If an NFL player — pick any of the biggest, baddest ones out there — were to bump shoulders with one of his earliest farming ancestors (circa 10,000 -4,000 years ago), who do you think would fall down on his butt?

According to the latest research out of Cambridge, even the strongest of modern man would consider ancient man to be, well, a monster. Even NFL players don't match-up well with ancient hunters and farmers.

Human life has changed drastically since the days we lived in caves and hunted woolly mammoths. Though there are many people who work in labor, there are some of us who never leave our desks all day. Most people never have to worry about fighting off predators or hunting down food, and we have cars or public transportation to get us where we need to go.

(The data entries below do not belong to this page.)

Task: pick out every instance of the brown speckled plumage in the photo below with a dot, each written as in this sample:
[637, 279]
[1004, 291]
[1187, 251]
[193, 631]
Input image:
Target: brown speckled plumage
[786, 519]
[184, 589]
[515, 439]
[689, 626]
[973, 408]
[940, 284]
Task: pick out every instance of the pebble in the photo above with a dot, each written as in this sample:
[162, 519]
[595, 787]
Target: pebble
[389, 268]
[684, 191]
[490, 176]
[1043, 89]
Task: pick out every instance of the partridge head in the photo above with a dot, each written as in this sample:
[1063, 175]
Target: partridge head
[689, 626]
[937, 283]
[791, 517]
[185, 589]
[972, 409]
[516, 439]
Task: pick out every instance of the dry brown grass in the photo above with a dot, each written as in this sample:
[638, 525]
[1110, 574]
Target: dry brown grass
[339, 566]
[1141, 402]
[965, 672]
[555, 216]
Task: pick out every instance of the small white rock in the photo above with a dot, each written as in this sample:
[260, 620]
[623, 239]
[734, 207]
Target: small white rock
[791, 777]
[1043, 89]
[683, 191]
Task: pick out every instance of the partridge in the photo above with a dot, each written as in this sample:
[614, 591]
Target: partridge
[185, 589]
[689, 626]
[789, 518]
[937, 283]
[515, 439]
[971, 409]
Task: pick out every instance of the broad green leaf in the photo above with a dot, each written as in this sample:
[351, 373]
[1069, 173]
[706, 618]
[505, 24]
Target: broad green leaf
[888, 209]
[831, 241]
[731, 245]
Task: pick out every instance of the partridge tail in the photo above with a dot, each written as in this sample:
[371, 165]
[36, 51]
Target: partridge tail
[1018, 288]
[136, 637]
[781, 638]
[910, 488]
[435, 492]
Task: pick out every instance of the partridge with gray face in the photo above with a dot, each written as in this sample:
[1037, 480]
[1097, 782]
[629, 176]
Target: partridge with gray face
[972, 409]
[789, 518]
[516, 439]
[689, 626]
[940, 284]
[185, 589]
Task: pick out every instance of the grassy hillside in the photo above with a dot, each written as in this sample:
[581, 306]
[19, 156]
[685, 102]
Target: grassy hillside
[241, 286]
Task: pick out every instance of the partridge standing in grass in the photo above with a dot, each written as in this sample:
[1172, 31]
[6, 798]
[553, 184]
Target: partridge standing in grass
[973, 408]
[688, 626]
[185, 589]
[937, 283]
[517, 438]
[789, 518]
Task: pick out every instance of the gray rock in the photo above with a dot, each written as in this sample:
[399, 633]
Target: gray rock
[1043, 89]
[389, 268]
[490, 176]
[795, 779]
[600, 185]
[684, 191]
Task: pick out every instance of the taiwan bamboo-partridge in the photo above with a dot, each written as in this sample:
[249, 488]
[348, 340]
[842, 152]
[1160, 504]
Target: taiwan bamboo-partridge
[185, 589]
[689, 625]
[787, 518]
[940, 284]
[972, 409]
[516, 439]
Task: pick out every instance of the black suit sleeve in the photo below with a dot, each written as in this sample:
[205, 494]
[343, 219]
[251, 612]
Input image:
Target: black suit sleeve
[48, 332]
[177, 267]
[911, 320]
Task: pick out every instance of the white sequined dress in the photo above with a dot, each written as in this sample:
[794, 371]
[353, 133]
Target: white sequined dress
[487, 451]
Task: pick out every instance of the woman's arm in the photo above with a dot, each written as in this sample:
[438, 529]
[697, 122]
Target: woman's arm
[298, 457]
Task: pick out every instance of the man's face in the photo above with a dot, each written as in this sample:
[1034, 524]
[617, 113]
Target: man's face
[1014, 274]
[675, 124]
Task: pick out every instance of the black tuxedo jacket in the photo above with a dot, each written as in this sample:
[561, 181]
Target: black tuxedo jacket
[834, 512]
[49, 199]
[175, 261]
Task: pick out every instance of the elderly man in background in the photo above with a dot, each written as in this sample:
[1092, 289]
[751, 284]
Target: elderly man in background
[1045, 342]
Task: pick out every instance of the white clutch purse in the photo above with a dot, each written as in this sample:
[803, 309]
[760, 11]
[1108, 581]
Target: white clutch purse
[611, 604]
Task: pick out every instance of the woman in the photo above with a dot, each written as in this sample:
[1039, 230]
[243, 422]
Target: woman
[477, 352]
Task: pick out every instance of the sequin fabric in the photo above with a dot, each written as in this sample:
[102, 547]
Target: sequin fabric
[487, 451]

And apparently, our bones have evolved to reflect this change — for the worse.

New research emerging from Cambridge University indicates that since the emergence of agriculture in Central Europe around 5300 BC, the bones of those who lived near the Danube river valley became less healthy and strong. Men in particular experienced a decline in mobility and lower limb loading for 3,000 years, as jobs diversified and allowed many to pursue less labor-intensive professions.

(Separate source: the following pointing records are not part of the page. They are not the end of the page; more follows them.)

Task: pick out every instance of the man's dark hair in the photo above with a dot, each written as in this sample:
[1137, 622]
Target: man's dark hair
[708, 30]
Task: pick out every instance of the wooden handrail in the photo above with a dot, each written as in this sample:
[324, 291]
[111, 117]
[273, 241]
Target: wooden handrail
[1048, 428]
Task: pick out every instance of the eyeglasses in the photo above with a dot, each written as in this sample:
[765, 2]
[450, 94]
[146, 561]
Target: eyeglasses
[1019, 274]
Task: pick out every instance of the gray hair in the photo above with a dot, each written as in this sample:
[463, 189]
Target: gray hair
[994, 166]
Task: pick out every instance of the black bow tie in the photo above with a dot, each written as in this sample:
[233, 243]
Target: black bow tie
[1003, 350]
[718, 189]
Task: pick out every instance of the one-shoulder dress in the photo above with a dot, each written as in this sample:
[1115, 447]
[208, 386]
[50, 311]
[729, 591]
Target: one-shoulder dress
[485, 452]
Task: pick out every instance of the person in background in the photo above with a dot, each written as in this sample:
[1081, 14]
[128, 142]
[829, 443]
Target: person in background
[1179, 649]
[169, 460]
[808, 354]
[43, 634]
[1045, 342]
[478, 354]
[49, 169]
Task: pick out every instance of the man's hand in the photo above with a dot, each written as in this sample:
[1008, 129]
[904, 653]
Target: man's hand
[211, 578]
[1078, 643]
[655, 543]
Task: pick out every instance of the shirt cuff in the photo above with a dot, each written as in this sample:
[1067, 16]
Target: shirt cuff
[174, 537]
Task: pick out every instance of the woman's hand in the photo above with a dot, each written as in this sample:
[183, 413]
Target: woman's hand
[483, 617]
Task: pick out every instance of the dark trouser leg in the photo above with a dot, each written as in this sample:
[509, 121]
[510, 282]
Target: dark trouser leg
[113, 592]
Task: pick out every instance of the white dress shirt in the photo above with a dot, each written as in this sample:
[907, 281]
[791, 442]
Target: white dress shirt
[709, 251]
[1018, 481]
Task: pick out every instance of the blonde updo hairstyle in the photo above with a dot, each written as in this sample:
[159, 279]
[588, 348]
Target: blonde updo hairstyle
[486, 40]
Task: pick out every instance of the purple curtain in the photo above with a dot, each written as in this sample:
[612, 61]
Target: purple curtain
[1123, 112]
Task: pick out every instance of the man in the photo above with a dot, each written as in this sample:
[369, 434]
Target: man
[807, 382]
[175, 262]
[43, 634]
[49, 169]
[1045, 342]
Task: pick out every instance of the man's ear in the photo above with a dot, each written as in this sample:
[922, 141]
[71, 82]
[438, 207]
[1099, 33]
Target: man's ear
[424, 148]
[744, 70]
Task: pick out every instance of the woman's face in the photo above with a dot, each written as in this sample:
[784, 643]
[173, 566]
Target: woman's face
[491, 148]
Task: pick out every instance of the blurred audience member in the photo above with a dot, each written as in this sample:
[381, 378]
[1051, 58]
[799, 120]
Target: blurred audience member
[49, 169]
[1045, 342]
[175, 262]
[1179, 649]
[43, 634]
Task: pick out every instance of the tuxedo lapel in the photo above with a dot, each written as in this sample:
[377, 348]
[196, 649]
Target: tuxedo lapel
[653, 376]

"My results suggest that, following the transition to agriculture in Central Europe, males were more affected than females by cultural and technological changes that reduced the need for long-distance travel or heavy physical work," said Alison Macintosh, who led the research. "This also means that, as people began to specialise in tasks other than just farming and food production, such as metalworking, fewer people were regularly doing tasks that were very strenuous on their legs."

Kind of reminds us of Wall-E:

What does this mean? So far, Macintosh's research and findings are limited to Central Europe. But bones discovered in the region have been remarkably consistent in strength and durability. Even Europe's early farmers, who began settling down 7,300 years ago, had bones that were on average as strong as modern cross-country runners'. But just within 3,000 years, bones became reflective of those who live a sedentary life.

"Even our most highly trained athletes pale in comparison to these ancestors of ours," said Colin Shaw, who contributed to the research. "We're certainly weaker than we used to be."

Image Credit: Getty

Why is this important? The correlation between physical activity and bone strength helps us understand how many modern medical conditions, such as osteoporosis and obesity, came about. At the beginning of civilization, our ancestors had to travel extraordinary distances and hunt for hours just to get some food. Most of us will never have to live under those strenuous conditions, and as such, we have developed medical problems that befit our sedentary lifestyle.

"We have an overabundance of nutrition and we train better," Shaw said, "but we're overweight and we're not challenging our bodies like we used to."

Although that doesn't mean we should all start hunting down our own food, the research helps us understand how our ancestors pushed the human body to much greater limits and how our bodies have changed to reflect our relative lack of activity.